Die fiktionale Autobiografie erzählt eine Lebensgeschichte, die ihren Anfang in Kurdistan in den Siebzigern nimmt: Jhian Kochar ist ein aufgewecktes Kind, er lebt zwischen zwei Welten. Die eine ist das bedrückende Vaterhaus. Die andere Welt ist die Straße mit ihren Straßenkindern, sie ist seligmachend.

Der endlose Irakkrieg zwingt ihn als jungen Mann über mühselige Wege nach Europa. Einerseits befreit ihn die Fremde aus seiner moralischen Abhängigkeit, andererseits wird der kulturelle Unterschied zwischen ursprünglicher und neuer Heimat mit zunehmendem Alter stets spürbarer. Er wird trotz aller Bemühungen mit seiner inneren Zerrissenheit nicht fertig.

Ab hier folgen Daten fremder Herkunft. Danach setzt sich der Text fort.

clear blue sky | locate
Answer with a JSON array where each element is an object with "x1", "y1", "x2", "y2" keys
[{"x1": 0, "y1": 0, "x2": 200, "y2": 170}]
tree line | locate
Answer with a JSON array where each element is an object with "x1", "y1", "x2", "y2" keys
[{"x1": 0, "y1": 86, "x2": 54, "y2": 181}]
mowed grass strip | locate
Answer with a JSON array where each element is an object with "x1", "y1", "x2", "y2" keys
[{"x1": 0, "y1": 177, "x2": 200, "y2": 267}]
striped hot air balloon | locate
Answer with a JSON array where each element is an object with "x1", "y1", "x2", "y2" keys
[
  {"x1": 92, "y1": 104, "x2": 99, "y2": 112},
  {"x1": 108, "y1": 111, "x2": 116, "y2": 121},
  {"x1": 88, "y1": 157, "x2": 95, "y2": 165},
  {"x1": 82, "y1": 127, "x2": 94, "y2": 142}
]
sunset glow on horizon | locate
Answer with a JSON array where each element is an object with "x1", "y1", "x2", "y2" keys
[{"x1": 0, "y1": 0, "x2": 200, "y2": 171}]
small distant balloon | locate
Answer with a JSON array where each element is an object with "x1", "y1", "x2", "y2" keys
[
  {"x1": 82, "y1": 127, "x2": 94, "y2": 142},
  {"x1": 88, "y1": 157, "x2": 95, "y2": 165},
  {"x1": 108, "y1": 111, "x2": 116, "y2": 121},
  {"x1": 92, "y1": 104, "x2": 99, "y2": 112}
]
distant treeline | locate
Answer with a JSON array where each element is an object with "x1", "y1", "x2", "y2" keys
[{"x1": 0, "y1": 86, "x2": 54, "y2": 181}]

Literarische Verhandlung einer Flucht

Als ehemaliger Flüchtling versucht der Autor wesentliche und oft vernachlässigte Facetten der Migrationsproblematik literarisch zu verhandeln. Mit der Aufarbeitung dieses Motivs spürt er in seinem Werk nicht nur die gesellschaftspolitischen und psychologischen Aspekte von Rassismus, Krieg, altväterlicher Moral und kapitalistischen Lebensformen auf, sondern bietet auch Lösungsvorschläge für ein friedvolles Miteinander unterschiedlicher Kulturen an.

Der Autor setzt sich mit dem Buch aber ebenso mit zeitlosen existenziellen Fragen auseinander, die jeden Einzelnen von uns und die Gesellschaft im Allgemeinen beschäftigen.